La représentation que l'on se faisait de l'armée n'était pas forcément
très justifiée. Se voulant une, l'armée était cependant très composite.
De 1789 à 1870, au gré des révolutions et des coups
d'Etat, les régimes se succèdèrent. Trouble et insurrections scandaient
leur courte existence. Instrument au service du régime du jour,
qui n'était pas forcément celui du lendemain, l'armée était indécise
et divisée.
Les combinaisons gouvernementales
devaient obligatoirement se garnir de militaires ou bien s'assurer
fermement de leur soutien. Les récits des grandes journées insurrectionnelles
de 1789 à 1870 montrent comment chacune des importantes initiatives
politiques s'assurait au préalable de la faveur d'une bonne partie
des officiers. Par exemple, le 26 novembre 1851, tous les généraux
de l'armée de Paris, soit vingt deux, avaient juré fidèlité et dévouement
au Prince Président pour le jour où il conviendrait d'agir (2).
François Arago fut le seul ministre de la guerre
à être un civil sous la Seconde République. Ce régime apparaissait
aux militaires comme une réaction des civil contre 1es militaires.
Jusque là les monarques portaient un uniforme d'apparence militaire,
hommage indirect rendu à l'armée. Endossant l'uniforme, Napoléon
III remettait à l'honneur l'armée. Il restitua au monde militaire
sa splendeur et son éclat.
Les changements de régime augmentaient les tensions
idéologiques au sein du corps des officiers. De surcroît, le particularisme
des armes avivait les conflits entre hommes qui ne provenaient pas
des mêmes milieux sociaux.
Les officiers de cavalerie
sortaient des milieux aristocratiques ou fortunés. Aristocratie
et fortune, qui pouvaient être de fraiche date, étaient nécessaires
pour briller, paraître et tenir son rang. Par exemple en 1834, du
Casse, sortant de Saint Cyr, avec un numéro lui donnant droit à
la cavalerie, fut placé dans l'infanterie parce qu'il avait été
boursier à la Flèche et à Saint Cyr, car il était censé ne pas avoir
les moyens de subvenir à ses dépenses dans un régiment à cheval.
Dix ans plus tard, Brincourt évoque la même sélection. Vingt ans
après, Marie-Paul d'Ussel observe à Saint Cyr l'attitude des futurs
cavaliers et disait qu'ils étaient des jeunes gens appartenant en
général à des familles nobles, riches ou haut-placée : ils étaient
très fiers de leurs éperons (3).
Le maréchal Random, ministre de la Guerre de 1851 à 1867, le confirme
dans ses mémoires.
Dans son souci de s'organiser comme un corps vigoureux
et structuré, l'armée s'imagine aussi avec une tête, une élite.
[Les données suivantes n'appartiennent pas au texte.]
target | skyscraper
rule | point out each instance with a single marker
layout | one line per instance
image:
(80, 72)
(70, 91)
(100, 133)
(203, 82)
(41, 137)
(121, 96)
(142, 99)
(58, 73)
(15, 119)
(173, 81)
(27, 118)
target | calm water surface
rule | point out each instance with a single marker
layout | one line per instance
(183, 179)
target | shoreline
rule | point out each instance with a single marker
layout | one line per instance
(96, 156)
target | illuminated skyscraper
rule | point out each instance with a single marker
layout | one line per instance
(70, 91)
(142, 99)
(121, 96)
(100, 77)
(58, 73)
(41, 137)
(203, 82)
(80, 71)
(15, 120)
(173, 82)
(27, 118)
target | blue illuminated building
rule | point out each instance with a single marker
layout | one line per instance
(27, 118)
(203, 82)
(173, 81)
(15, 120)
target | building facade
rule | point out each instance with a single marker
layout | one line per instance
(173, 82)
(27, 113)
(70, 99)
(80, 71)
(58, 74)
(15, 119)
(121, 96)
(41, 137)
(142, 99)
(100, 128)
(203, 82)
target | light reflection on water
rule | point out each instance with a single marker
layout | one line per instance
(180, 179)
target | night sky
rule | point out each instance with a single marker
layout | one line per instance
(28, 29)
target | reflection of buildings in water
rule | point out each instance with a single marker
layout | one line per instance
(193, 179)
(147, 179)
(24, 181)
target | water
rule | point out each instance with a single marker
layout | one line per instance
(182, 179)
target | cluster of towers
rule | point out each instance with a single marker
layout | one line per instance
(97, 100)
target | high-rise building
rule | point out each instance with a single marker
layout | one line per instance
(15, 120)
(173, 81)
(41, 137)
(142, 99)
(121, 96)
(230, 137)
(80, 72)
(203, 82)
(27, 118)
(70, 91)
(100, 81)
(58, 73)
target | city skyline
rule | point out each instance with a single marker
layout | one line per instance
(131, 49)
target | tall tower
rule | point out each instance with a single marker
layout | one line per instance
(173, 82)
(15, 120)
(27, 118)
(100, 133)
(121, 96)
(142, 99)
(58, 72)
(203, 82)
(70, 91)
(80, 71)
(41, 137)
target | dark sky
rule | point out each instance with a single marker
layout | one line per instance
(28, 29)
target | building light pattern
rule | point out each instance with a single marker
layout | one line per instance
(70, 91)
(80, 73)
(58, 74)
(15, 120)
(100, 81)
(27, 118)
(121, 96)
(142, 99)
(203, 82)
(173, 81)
Longtemps les officiers de cavalerie avaient occupé cette position
prestigieuse. Afin de mieux coordonner l'armée dans la bataille
un corps d'état major s'imposa progressivement à l'armée toute entière.
Avec la création d'un corps d'état-major, les cavaliers durent partager
avec des officiers venus d'autres armes. Ces derniers ne négligeaient
pas donc de monter à cheval pour assumer leur fonction de commandement.
Ses membres se vantaient d'appartenir à une arme savante, c'est-à-dire
ne faisant pas appel au seul rapport d'autorité mais aussi à d'autres
connaissances supérieures concernant la décision du chef.
Jusqu'à la fin de l'Ancien Régime, les états-majors
se constituaient de toutes pièces, lors d'une entrée en campagne.
En 1783, le ministre de Ségur constitua un corps permanent d'état-major
en choisissant dans l'élite de l'armée qui ne pouvait qu'être cavalière.
Les guerres permanentes de la République et de
l'Empire n'apportèrent pas une organisation plus élaborée au système
esquissé. Sous la Restauration le ministre de la Guerre Gouvion
Saint-Cyr, vétéran de la Révolution et de l'Empire fut le principal
artisan de l'armature militaire du XIXe siècle et l'instaurateur
d'un état-major indépendant des armes spécifiques. Recrutés avec
un certain népotisme, les membres de ce nouveau corps s'adonnaient
à diverses études approfondies de topographie, d'histoire, de géographie
et rédigeaient des mémoires, etc... Bon nombre de notabilités politiques
de la France du XIXe siècle sortirent ainsi de ce corps: Mac Mahon
et Trochu furent chefs de gouvernement, et de Cissy, Berthaut, Borel,
Gresley, Billot, Campenon, Lewal, etc... furent ministres de la
Guerre.
L'instauration à la tête de l'armée d'un corps
d'état-major était évidemment très critiquée par les différentes
armes et notamment par les cavaliers. Au lendemain de la guerre
de 1870, dans la réorganisation de l'armée, le corps d'état-major
fut supprimé par le général Farre ministre de la Guerre. Le corps
d'état-major fut le principal accusé de la défaite de la guerre,
incapable d'assumer son rôle globalisant. I1 s'imposera à nouveau
plus tard sous une autre forme.
Si les militaires imprégnèrent la société française
en profondeur, toutefois l'étude systématique du rôle des militaires
dans la vie politique française n'a pas fait l'objet d'une recherche
particulière dans le cadre de cette recherche.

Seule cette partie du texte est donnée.